I've written my first moderately large project in functional style (in F#) and can see the advantages. The main challenge was to achieve the "Onion" architecture i.e. large and "smart" pure core / thin and "dumb" impure shell. It took most of the time but also yielded largest benefits (better testability, correctness, code reusability etc.) and I want to know more.
I began to search for common approach to segregate IO/effects from pure logic and found a lot of material about Free Monads, mostly in Haskell (I know that F# doesn't have HKT's nor native free monads but anyway).
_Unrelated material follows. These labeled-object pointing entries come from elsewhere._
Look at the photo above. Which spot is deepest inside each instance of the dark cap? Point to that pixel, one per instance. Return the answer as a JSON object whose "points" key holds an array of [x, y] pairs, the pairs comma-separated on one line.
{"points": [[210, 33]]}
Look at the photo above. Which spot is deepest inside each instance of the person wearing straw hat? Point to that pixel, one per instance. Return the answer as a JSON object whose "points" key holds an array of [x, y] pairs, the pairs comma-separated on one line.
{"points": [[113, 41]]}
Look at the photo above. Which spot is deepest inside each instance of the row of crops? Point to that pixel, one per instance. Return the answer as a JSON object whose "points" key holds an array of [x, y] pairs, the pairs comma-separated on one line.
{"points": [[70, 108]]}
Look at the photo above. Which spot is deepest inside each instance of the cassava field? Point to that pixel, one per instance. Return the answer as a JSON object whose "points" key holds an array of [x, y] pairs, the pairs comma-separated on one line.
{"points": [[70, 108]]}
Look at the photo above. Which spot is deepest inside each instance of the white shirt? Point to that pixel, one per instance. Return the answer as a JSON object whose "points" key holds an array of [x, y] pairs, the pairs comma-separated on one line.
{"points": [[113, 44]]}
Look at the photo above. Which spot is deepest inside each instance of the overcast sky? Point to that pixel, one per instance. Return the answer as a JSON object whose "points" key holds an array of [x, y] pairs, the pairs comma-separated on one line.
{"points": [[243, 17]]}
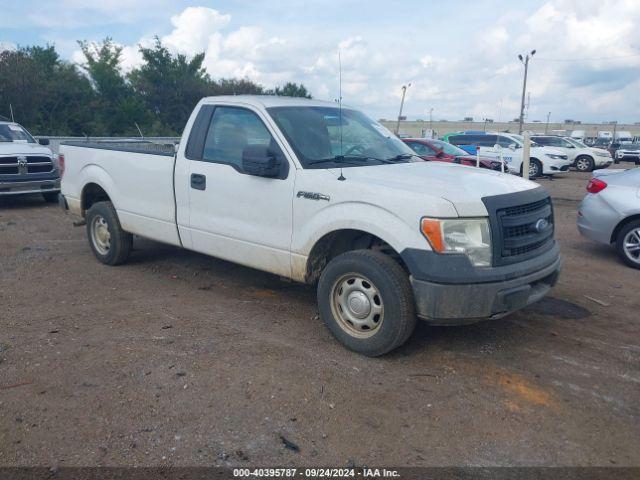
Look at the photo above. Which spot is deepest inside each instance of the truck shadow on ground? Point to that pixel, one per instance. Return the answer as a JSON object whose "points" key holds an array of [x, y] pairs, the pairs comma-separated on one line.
{"points": [[17, 202], [492, 335]]}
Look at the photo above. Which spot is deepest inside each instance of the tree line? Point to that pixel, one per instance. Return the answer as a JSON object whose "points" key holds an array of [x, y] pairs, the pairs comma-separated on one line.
{"points": [[51, 96]]}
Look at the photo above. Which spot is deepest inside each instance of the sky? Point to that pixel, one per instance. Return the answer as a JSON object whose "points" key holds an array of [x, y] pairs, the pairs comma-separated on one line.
{"points": [[460, 57]]}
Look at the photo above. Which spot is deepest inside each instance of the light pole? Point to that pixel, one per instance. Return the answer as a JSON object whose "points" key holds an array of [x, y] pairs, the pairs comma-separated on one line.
{"points": [[525, 61], [404, 92], [546, 128]]}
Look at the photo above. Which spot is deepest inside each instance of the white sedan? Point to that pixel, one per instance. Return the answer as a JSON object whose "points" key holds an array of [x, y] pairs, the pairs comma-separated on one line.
{"points": [[610, 213]]}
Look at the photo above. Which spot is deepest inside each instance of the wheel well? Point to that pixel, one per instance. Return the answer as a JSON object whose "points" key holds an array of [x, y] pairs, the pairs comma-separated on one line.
{"points": [[92, 193], [621, 225], [341, 241]]}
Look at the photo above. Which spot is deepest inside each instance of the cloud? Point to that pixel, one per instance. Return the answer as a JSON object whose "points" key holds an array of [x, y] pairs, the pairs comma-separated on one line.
{"points": [[7, 46], [462, 65]]}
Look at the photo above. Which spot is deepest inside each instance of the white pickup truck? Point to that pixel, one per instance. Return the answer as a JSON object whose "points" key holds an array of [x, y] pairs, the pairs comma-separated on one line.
{"points": [[324, 195]]}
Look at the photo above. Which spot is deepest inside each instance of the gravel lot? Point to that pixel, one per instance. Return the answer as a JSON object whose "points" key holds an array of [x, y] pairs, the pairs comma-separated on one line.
{"points": [[180, 359]]}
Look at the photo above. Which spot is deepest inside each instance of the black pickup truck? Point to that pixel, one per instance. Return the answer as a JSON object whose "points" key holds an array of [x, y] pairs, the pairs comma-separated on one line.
{"points": [[26, 166]]}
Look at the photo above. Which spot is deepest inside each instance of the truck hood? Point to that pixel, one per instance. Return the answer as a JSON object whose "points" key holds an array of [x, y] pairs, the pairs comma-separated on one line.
{"points": [[463, 186], [17, 148]]}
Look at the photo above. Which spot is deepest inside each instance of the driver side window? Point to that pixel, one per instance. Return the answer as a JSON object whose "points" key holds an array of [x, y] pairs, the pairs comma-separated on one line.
{"points": [[232, 130]]}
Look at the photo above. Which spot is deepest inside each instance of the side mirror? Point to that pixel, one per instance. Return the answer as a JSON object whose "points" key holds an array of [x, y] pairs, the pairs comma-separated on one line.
{"points": [[260, 161]]}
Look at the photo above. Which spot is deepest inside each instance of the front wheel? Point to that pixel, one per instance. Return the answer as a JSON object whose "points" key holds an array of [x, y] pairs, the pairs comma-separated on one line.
{"points": [[366, 301], [535, 168], [584, 164], [628, 244], [110, 243]]}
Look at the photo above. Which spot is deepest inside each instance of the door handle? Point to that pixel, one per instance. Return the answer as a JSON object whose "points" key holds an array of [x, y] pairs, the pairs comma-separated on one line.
{"points": [[198, 182]]}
From what I've read, do I understand it correctly that:
- Free monad is not the recipe to achieve Onion architecture, but instead Onion architecture is a prerequisite to take the most of Free monad
- Free monad on top of messy undisciplined code has little if any advantage over plain Dependency Injection
For example if results of IO operations (abstracted by Free monad or not) used for branching/decision making interleaved with other logic without any discipline - in short, if function doesn't reduce to a flat list or a very simple tree of instructions that can be further simplified by the interpreter of free monad.
Am I missing something fundamental here?
Here's one of the articles I can refer to: http://degoes.net/articles/modern-fp
In "Enjoying the Onion" paragraph author claims that "We are further able to completely untangle different aspects of our program ... finally, we are able to consolidate knowledge that would otherwise be distributed throughout the program ..." - allegedly thanks to Free?
But from what I can see from the article he first carefully designed the onion and the concise File algebra and only then got the aforementioned benefits (different aspects untangled/knowledge consolidated/opportunity to optimize some compound operations like Rename in interpreter etc.). When this already achieved I still struggle to see how Free is "far better solution" (a citation from "Summary") than say a DI container.